Basically, I am trying to catch subdomains for my website (such as www.example.com
or help.example.com
). I followed the instructions of solutions such as this and this. For some reason, it identifies as:
This site can’t be reached. Check if there is a typo in www.example.com.
In general, this is what most answers said:
subdomain="<subdomain>"
argument in the decorator declaration in Flask.app.config['SERVER_NAME'] = "example.com:33507"
N.B. -> I wrote 33507 as the port Heroku uses.But even after performing all of these steps, it still didn't work.
The following Flask example code will respond to a subdomain called "api" and serve up the decorated api_index
route. Note for this to work I didn't specify the port for the server name config.
from flask import Flask, jsonify
app = Flask(__name__, subdomain_matching=True)

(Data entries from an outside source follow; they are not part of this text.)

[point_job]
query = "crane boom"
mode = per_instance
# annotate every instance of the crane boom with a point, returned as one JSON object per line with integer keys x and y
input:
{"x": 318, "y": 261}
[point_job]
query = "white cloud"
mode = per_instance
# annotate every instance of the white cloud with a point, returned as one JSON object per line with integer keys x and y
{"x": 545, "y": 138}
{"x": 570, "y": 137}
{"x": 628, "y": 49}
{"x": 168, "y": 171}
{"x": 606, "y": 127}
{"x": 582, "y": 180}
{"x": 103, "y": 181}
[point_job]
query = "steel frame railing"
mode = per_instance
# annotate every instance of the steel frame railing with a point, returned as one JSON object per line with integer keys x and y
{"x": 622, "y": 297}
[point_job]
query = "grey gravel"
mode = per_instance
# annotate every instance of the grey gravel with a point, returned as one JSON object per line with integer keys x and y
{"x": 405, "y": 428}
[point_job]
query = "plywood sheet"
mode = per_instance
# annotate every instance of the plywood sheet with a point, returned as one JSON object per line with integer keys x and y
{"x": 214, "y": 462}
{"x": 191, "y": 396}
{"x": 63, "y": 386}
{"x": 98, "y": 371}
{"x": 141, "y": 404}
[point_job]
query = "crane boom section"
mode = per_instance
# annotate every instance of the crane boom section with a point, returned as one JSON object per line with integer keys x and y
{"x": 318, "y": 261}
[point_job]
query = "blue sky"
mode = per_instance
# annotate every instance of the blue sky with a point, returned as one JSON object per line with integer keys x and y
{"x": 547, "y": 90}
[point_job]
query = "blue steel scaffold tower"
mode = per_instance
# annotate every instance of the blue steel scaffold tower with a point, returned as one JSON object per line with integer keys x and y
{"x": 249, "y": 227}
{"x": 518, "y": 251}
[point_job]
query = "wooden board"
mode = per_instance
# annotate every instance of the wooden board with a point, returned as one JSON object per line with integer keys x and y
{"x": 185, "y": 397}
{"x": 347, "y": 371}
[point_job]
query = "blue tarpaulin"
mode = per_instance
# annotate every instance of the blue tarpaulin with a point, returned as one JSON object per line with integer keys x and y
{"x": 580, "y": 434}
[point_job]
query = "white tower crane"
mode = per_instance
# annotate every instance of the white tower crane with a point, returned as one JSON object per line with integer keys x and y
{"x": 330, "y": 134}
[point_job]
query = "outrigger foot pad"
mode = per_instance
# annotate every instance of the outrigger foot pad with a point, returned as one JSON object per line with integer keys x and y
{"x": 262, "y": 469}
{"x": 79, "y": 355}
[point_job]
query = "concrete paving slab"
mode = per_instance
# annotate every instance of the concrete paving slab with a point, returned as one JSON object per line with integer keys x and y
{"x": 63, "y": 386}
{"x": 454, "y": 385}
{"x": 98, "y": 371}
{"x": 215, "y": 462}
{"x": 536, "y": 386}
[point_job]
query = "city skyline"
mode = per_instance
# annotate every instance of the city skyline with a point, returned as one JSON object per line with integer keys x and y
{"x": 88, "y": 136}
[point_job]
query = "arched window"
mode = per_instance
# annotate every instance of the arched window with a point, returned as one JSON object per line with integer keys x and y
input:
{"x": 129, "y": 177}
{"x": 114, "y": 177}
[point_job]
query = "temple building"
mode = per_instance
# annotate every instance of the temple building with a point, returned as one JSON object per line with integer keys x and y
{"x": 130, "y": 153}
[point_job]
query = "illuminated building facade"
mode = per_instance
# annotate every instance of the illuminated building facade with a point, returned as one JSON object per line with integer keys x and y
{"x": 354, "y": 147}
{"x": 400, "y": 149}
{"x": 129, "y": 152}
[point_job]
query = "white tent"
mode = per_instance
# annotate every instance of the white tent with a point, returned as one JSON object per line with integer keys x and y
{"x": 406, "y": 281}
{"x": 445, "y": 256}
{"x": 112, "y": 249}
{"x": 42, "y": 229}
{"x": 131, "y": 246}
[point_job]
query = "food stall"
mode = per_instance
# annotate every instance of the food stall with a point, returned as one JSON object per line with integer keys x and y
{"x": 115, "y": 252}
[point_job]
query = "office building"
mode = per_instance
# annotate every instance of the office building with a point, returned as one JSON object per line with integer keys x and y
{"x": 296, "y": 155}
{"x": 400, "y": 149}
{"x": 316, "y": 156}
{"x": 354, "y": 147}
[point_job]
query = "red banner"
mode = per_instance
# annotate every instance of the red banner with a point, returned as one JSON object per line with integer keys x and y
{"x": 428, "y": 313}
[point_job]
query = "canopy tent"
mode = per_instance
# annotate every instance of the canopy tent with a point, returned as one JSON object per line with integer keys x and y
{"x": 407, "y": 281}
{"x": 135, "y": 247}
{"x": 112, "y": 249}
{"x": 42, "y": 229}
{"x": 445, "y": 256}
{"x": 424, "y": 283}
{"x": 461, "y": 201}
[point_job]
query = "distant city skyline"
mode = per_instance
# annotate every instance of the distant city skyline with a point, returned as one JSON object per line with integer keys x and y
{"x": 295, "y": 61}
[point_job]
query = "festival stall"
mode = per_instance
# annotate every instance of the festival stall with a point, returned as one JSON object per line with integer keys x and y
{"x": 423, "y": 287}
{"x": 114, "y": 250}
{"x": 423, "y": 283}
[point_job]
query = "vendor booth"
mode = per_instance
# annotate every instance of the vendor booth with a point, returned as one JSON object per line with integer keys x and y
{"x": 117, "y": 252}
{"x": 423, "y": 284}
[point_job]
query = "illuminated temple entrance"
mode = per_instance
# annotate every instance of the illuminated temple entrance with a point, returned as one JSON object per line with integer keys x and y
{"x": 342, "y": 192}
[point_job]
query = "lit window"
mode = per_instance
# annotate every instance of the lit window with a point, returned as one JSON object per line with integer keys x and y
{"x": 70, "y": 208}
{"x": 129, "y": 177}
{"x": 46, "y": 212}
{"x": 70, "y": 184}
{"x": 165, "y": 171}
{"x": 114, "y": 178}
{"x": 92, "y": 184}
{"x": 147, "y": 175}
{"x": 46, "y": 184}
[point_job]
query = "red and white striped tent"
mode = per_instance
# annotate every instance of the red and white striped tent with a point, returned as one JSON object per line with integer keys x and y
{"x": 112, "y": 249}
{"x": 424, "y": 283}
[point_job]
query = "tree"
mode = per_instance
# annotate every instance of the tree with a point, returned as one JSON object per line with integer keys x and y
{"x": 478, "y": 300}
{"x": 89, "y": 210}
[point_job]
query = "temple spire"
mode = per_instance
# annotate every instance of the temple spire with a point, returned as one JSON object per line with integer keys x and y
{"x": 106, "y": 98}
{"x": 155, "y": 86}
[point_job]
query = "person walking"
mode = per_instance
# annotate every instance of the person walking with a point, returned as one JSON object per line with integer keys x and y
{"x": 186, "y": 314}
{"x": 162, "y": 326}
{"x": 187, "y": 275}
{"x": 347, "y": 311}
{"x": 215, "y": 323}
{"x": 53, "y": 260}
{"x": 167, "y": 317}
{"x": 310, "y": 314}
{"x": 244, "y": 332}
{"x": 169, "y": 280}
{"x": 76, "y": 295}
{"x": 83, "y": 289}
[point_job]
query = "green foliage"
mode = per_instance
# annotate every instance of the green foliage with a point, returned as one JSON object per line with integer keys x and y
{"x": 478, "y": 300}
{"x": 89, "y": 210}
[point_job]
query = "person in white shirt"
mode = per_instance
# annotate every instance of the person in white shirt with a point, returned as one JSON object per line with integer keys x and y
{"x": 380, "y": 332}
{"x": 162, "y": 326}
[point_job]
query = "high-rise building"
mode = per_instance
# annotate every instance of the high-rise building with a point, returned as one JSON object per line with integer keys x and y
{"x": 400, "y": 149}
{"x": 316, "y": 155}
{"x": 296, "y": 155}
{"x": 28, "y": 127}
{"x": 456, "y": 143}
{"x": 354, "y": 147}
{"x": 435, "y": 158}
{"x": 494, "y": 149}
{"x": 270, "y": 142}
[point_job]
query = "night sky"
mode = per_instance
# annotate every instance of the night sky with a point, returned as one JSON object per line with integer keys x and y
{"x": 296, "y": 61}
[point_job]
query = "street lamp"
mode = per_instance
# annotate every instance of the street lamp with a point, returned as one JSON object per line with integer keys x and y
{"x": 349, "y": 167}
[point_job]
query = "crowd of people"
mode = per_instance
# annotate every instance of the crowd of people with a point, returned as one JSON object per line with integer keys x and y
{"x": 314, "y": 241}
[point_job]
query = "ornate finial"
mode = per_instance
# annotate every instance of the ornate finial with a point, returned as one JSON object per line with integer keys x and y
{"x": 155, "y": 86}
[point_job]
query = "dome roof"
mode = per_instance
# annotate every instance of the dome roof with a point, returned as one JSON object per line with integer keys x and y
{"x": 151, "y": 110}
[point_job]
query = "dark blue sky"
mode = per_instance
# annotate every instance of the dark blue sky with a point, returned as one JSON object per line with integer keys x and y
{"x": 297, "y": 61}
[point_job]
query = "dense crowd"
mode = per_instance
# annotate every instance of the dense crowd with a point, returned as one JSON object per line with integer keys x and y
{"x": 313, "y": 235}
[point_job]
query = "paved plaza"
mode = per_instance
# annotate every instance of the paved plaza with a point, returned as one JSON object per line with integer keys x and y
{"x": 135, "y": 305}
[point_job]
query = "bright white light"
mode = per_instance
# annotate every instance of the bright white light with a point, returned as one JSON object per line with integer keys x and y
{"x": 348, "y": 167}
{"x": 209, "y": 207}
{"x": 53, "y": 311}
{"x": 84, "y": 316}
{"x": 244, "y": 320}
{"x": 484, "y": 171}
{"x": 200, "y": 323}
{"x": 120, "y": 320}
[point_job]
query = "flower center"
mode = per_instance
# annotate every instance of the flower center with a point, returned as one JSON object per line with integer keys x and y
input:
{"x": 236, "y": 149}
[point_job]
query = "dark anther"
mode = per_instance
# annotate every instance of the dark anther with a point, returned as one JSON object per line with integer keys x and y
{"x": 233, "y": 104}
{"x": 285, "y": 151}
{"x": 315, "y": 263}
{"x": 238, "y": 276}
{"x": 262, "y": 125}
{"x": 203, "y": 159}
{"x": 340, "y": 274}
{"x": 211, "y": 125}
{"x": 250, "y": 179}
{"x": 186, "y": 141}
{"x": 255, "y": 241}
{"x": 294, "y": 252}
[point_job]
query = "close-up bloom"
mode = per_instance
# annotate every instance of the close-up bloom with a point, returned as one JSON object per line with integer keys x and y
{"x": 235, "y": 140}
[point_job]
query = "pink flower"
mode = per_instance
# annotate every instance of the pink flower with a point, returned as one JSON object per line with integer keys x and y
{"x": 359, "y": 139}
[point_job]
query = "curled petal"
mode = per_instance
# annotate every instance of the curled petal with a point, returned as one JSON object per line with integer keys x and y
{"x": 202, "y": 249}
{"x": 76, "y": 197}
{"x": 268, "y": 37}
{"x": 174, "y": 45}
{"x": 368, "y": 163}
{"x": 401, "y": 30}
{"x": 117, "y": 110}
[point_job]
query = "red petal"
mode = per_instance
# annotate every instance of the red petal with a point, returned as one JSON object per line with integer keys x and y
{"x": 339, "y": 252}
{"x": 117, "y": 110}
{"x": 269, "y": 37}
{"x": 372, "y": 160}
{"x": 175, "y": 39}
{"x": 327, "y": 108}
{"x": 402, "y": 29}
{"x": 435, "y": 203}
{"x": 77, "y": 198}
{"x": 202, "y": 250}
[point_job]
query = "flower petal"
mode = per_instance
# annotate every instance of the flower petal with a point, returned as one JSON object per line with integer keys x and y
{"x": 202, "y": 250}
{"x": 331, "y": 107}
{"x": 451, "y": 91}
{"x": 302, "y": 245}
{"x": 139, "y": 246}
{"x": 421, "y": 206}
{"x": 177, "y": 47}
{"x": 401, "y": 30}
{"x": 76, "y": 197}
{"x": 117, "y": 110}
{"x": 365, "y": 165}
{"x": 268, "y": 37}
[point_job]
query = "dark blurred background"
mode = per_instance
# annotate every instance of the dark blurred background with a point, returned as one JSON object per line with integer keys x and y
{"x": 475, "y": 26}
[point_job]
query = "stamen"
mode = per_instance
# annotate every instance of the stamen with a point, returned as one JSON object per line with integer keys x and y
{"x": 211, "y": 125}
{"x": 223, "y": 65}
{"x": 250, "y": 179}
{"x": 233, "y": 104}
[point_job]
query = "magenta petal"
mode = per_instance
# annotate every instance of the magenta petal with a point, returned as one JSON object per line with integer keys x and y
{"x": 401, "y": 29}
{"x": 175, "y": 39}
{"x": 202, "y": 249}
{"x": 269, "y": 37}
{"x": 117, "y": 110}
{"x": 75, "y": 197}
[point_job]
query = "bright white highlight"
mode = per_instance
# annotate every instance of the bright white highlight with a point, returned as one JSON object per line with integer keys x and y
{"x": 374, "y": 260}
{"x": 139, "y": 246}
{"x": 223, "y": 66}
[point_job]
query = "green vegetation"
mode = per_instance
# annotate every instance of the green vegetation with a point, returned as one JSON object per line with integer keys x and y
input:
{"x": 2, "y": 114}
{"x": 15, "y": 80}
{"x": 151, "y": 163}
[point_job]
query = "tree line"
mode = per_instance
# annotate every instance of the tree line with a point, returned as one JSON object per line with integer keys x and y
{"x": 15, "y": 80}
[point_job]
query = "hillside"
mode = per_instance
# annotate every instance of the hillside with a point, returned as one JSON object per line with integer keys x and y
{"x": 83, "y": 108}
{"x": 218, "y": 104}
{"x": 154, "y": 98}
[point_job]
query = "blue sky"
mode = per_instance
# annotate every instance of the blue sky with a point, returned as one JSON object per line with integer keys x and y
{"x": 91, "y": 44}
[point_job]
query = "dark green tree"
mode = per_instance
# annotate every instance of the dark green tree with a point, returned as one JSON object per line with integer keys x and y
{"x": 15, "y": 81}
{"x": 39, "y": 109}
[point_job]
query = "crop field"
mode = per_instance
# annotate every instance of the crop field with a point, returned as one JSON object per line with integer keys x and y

app.config['SERVER_NAME'] = "example.com"
@app.route("/")
def index():
return "Welcome"
@app.route("/", subdomain="api")
def api_index():
return jsonify({"message": "Welcome"})
In Heroku, you will need to add a custom domain for each subdomain you require. It is possible to use a wildcard but you will have to provide your own certificate.
I've just tried this successfully on Heroku with the following Procfile
web: gunicorn app:app --log-file=-
And the following dependencies using Pipenv
[[source]]
url = "https://pypi.org/simple"
verify_ssl = true
name = "pypi"
[packages]
flask = "*"
gunicorn = "*"
[dev-packages]
[requires]
python_version = "3.11"
If this doesn't help, you can edit your message to include your code?